On 02/01/11 09:53, Blue Swirl wrote:
Based upon this, it would seem that the Solaris kernel allocates a stack for saving state when a trap is called with a base of 0xf0240000, but for some reason we are stacking to a point where we go beyond the memory region allocated for it. I suspect that this is a side effect of a property/device not being setup correctly, but I'm not yet sure what it is. Anyhow, I thought I'd post the results of my investigations so far in case anyone else has any ideas as to what could cause this.
The kernel stack is overflown.
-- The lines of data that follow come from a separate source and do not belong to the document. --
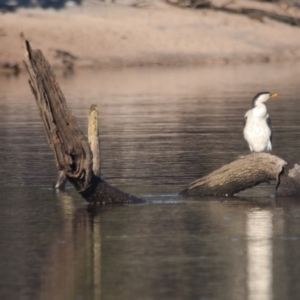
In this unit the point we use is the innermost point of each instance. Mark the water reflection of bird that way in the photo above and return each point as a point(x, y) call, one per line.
point(258, 131)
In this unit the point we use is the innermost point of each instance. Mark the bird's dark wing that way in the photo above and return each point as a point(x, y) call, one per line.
point(270, 126)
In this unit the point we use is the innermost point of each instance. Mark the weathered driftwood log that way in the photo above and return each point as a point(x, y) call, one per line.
point(93, 138)
point(94, 141)
point(289, 180)
point(71, 149)
point(245, 172)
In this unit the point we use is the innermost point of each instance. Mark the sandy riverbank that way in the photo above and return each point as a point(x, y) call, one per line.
point(100, 34)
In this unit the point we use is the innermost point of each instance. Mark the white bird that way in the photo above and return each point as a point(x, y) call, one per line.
point(258, 131)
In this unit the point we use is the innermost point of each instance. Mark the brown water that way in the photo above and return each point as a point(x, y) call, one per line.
point(160, 129)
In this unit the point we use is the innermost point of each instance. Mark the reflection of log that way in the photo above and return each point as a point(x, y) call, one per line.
point(243, 173)
point(72, 151)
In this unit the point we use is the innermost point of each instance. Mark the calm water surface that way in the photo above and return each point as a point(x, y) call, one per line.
point(160, 129)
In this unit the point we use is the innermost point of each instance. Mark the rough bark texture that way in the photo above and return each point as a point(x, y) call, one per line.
point(289, 181)
point(73, 155)
point(243, 173)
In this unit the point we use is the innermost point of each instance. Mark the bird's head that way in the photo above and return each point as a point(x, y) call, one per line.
point(261, 98)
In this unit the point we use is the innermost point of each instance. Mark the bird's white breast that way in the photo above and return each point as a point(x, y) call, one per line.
point(257, 132)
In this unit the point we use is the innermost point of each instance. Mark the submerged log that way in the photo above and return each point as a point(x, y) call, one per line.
point(245, 172)
point(73, 155)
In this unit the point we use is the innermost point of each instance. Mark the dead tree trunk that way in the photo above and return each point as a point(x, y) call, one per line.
point(93, 138)
point(71, 149)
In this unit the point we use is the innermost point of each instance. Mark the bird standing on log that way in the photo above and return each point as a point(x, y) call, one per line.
point(258, 131)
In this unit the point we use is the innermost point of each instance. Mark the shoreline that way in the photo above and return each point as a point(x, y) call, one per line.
point(99, 35)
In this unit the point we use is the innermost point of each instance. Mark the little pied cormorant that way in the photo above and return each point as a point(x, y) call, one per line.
point(258, 131)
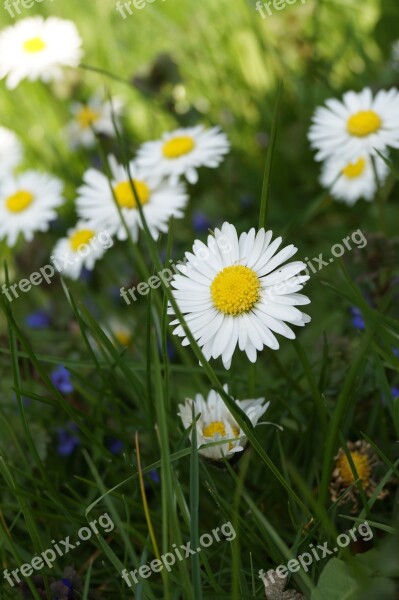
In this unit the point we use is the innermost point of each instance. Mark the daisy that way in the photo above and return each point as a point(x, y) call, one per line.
point(182, 152)
point(235, 291)
point(216, 423)
point(37, 48)
point(95, 116)
point(97, 202)
point(27, 204)
point(358, 125)
point(343, 477)
point(10, 151)
point(81, 248)
point(351, 180)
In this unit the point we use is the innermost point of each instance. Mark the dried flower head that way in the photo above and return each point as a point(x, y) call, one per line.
point(343, 480)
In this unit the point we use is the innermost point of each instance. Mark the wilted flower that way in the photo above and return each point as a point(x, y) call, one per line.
point(216, 423)
point(343, 478)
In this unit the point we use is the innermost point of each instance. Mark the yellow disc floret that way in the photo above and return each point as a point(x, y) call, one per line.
point(213, 428)
point(19, 201)
point(235, 290)
point(363, 123)
point(354, 170)
point(362, 465)
point(125, 196)
point(80, 238)
point(34, 45)
point(87, 117)
point(178, 146)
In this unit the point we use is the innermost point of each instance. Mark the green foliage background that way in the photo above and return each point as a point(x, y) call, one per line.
point(179, 63)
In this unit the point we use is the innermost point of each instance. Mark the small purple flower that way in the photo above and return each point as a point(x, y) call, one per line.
point(67, 439)
point(357, 318)
point(38, 320)
point(61, 379)
point(201, 223)
point(154, 475)
point(114, 445)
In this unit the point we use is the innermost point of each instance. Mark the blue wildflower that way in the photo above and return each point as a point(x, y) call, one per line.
point(114, 445)
point(67, 439)
point(38, 320)
point(61, 379)
point(357, 318)
point(154, 475)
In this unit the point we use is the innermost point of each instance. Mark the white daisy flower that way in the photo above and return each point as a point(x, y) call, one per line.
point(351, 180)
point(10, 151)
point(182, 152)
point(216, 423)
point(95, 116)
point(234, 291)
point(358, 125)
point(96, 201)
point(82, 247)
point(37, 48)
point(27, 204)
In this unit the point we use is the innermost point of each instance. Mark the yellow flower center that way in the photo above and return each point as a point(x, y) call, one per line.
point(362, 465)
point(178, 146)
point(123, 337)
point(213, 428)
point(125, 196)
point(34, 45)
point(353, 170)
point(235, 290)
point(363, 123)
point(80, 238)
point(87, 116)
point(19, 201)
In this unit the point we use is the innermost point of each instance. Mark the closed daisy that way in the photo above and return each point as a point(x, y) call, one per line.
point(98, 203)
point(27, 204)
point(10, 151)
point(81, 248)
point(237, 292)
point(358, 125)
point(180, 153)
point(95, 116)
point(216, 423)
point(37, 48)
point(351, 180)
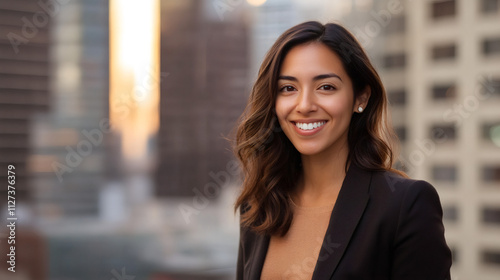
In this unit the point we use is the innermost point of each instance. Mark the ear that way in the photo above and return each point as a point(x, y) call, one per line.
point(362, 99)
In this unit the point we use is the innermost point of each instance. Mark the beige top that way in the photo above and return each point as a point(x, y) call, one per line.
point(294, 256)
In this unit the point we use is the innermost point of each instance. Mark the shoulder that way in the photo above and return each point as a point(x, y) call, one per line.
point(396, 183)
point(403, 194)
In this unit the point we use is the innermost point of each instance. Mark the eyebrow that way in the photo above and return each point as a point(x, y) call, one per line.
point(315, 78)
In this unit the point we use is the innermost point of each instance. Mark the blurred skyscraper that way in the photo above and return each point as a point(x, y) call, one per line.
point(206, 59)
point(24, 85)
point(68, 162)
point(439, 61)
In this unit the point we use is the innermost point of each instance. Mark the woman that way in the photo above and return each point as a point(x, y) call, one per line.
point(320, 198)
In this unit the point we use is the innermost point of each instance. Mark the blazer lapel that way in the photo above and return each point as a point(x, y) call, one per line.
point(258, 257)
point(351, 202)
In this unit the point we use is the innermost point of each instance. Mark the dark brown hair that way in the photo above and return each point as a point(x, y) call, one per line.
point(271, 164)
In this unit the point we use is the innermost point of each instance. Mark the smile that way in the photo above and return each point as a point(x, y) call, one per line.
point(309, 126)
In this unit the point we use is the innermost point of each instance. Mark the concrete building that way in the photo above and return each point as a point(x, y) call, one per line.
point(24, 84)
point(439, 62)
point(203, 95)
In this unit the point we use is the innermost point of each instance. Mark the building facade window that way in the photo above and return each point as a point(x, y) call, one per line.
point(490, 257)
point(491, 87)
point(490, 6)
point(454, 254)
point(444, 92)
point(394, 61)
point(443, 52)
point(491, 46)
point(446, 173)
point(397, 97)
point(491, 215)
point(443, 9)
point(491, 174)
point(396, 26)
point(450, 213)
point(442, 133)
point(491, 132)
point(401, 133)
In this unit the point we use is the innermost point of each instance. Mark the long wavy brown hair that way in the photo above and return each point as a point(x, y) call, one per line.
point(271, 164)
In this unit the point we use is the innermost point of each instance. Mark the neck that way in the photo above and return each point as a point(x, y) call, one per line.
point(323, 173)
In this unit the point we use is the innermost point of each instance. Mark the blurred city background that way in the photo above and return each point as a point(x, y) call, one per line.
point(115, 113)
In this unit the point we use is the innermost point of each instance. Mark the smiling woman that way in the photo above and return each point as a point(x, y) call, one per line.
point(320, 198)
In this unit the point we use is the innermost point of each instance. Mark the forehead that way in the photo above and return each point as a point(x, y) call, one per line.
point(311, 59)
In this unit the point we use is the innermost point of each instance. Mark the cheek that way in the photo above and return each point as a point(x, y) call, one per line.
point(282, 109)
point(338, 107)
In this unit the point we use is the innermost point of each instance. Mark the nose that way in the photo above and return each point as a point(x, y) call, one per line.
point(306, 102)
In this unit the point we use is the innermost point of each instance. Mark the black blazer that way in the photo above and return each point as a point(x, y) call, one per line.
point(382, 226)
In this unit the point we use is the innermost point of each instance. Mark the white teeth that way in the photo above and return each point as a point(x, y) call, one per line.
point(309, 126)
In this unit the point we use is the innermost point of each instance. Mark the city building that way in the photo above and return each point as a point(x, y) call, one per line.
point(439, 62)
point(203, 94)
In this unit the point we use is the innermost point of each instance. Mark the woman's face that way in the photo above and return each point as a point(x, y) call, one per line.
point(315, 101)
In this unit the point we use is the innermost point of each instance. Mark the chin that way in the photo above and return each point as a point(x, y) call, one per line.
point(307, 150)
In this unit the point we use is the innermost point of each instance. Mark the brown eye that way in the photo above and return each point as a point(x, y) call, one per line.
point(287, 88)
point(327, 87)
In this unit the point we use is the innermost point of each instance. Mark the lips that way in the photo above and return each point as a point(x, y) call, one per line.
point(308, 127)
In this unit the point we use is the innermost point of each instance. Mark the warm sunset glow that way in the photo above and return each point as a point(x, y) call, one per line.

Perhaps some recursive loop (iterating device tree, since this doesn't happen on real hardware?) never exits, or maybe OpenBIOS consumes kernel stack much more than OBP.
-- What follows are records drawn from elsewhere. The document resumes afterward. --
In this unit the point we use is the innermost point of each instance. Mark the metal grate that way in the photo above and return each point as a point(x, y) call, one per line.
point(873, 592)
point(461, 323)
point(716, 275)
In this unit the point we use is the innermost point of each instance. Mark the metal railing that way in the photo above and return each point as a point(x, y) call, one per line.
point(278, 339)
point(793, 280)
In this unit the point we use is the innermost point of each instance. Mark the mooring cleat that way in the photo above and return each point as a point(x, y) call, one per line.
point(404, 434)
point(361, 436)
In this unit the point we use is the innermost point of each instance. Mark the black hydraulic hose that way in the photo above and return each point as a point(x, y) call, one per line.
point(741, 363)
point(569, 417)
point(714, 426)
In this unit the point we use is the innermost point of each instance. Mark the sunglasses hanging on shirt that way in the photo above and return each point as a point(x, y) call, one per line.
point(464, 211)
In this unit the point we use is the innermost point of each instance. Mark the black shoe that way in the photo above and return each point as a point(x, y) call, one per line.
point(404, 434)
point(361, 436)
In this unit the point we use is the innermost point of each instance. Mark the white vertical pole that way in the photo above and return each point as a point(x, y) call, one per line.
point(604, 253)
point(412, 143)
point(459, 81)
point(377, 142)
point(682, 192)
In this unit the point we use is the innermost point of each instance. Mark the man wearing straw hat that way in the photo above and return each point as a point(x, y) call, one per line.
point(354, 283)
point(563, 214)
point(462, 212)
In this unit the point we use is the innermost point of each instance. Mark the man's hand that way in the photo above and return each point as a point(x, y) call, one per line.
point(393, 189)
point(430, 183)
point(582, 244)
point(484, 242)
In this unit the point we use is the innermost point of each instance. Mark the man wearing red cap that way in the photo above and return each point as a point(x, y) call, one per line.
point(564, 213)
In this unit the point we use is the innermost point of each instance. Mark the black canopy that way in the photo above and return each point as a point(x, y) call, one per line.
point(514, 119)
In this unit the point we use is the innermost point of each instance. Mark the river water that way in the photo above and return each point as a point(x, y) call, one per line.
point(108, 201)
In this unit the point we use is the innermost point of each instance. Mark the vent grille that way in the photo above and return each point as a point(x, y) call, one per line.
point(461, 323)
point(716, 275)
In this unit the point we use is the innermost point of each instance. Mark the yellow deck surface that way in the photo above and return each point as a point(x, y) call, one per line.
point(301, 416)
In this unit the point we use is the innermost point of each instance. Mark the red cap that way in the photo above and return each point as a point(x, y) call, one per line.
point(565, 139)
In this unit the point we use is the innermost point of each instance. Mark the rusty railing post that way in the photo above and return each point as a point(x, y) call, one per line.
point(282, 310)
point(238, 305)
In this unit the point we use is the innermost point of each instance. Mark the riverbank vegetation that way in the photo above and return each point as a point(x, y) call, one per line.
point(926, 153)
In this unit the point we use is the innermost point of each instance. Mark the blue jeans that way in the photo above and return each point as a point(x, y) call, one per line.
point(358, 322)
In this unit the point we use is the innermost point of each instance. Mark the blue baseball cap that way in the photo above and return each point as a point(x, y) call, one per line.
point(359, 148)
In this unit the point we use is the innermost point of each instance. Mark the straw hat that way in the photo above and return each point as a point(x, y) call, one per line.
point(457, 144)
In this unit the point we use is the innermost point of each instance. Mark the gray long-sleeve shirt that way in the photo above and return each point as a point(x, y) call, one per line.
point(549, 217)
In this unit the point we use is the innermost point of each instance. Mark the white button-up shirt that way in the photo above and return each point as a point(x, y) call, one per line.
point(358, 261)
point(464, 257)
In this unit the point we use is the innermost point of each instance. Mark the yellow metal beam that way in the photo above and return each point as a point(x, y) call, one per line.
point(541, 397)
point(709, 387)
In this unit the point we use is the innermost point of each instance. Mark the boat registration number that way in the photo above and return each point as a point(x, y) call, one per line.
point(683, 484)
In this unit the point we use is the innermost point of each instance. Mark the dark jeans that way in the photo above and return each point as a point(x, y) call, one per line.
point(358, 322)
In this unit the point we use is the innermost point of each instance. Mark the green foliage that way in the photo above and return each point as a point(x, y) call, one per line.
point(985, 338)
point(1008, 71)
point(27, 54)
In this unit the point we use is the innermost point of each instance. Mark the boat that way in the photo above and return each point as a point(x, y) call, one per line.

Yeah, that's the conclusion I came to although I'm not really familiar with the overall Solaris boot process to figure out what should happen as opposed to what does happen.
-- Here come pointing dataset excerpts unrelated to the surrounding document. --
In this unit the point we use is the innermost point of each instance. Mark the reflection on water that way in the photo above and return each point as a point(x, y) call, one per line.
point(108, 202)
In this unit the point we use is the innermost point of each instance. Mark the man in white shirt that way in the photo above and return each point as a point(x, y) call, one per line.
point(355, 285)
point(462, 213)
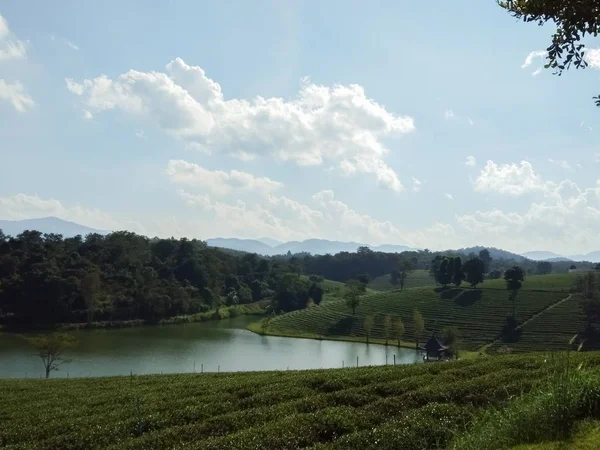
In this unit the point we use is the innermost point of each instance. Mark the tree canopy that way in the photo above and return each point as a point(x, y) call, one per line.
point(574, 21)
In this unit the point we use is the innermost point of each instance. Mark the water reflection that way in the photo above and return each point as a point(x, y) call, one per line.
point(179, 348)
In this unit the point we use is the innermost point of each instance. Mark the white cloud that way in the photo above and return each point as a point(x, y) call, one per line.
point(592, 56)
point(560, 163)
point(537, 54)
point(416, 184)
point(338, 124)
point(566, 221)
point(23, 206)
point(511, 179)
point(217, 181)
point(16, 95)
point(10, 46)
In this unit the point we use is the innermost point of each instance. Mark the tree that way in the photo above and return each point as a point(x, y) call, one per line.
point(451, 339)
point(474, 269)
point(485, 256)
point(387, 327)
point(368, 325)
point(354, 289)
point(419, 325)
point(442, 270)
point(399, 275)
point(458, 274)
point(90, 290)
point(514, 278)
point(573, 20)
point(398, 330)
point(50, 348)
point(543, 268)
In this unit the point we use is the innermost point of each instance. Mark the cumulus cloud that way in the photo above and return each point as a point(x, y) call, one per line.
point(23, 206)
point(567, 220)
point(592, 57)
point(217, 181)
point(563, 164)
point(10, 46)
point(16, 94)
point(416, 184)
point(511, 179)
point(533, 56)
point(337, 124)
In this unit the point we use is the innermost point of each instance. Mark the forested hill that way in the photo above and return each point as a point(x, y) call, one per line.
point(48, 279)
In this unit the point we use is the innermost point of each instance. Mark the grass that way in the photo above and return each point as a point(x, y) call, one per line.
point(479, 314)
point(408, 407)
point(550, 330)
point(417, 278)
point(560, 282)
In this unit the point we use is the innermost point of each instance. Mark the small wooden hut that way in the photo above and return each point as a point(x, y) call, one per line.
point(434, 350)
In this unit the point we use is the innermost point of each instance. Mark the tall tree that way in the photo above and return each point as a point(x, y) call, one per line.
point(573, 20)
point(368, 325)
point(474, 269)
point(485, 256)
point(51, 348)
point(398, 330)
point(353, 291)
point(543, 268)
point(458, 274)
point(90, 290)
point(387, 327)
point(399, 275)
point(514, 278)
point(419, 326)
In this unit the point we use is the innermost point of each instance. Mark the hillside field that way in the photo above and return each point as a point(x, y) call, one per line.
point(479, 314)
point(409, 407)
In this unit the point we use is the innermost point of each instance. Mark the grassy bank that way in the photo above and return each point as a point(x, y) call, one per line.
point(409, 407)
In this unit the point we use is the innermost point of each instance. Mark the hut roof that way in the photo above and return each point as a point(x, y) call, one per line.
point(434, 345)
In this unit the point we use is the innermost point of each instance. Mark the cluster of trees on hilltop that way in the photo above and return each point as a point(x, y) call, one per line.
point(48, 279)
point(345, 265)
Idly adding a few breakpoints in obp_fortheval_v2(), a couple of interesting things stand out:
Breakpoint 1, obp_fortheval_v2 (str=0x11a268 "h# f800.0000 rmap@ swap ! ", arg0=1247220, arg1=0, arg2=0, arg3=0, arg4=0) at ../arch/sparc32/romvec.c:428
Firstly, we don't do full region/segment mapping in OpenBIOS (we only have 1 level PTEs) but I'm not sure this is relevant here.
Secondly, the majority of the calls to obp_devopen() pass an argument string like this "/iommu@0,10000000/sbus@0,10001000/espdma@5,8400000/esp@5,8800000/sd@2,0:d". However, towards the end it changes over to this: "/iommu@0,10000000/sbus@0,10001000/espdma@5,8400000/esp@5,8800000/sd@2,0:b". Maybe the kernel can't find something in the d slice and so switches to the b slice as a backup, at which point it runs out of stack space as this isn't supposed to happen?
ATB,
Mark.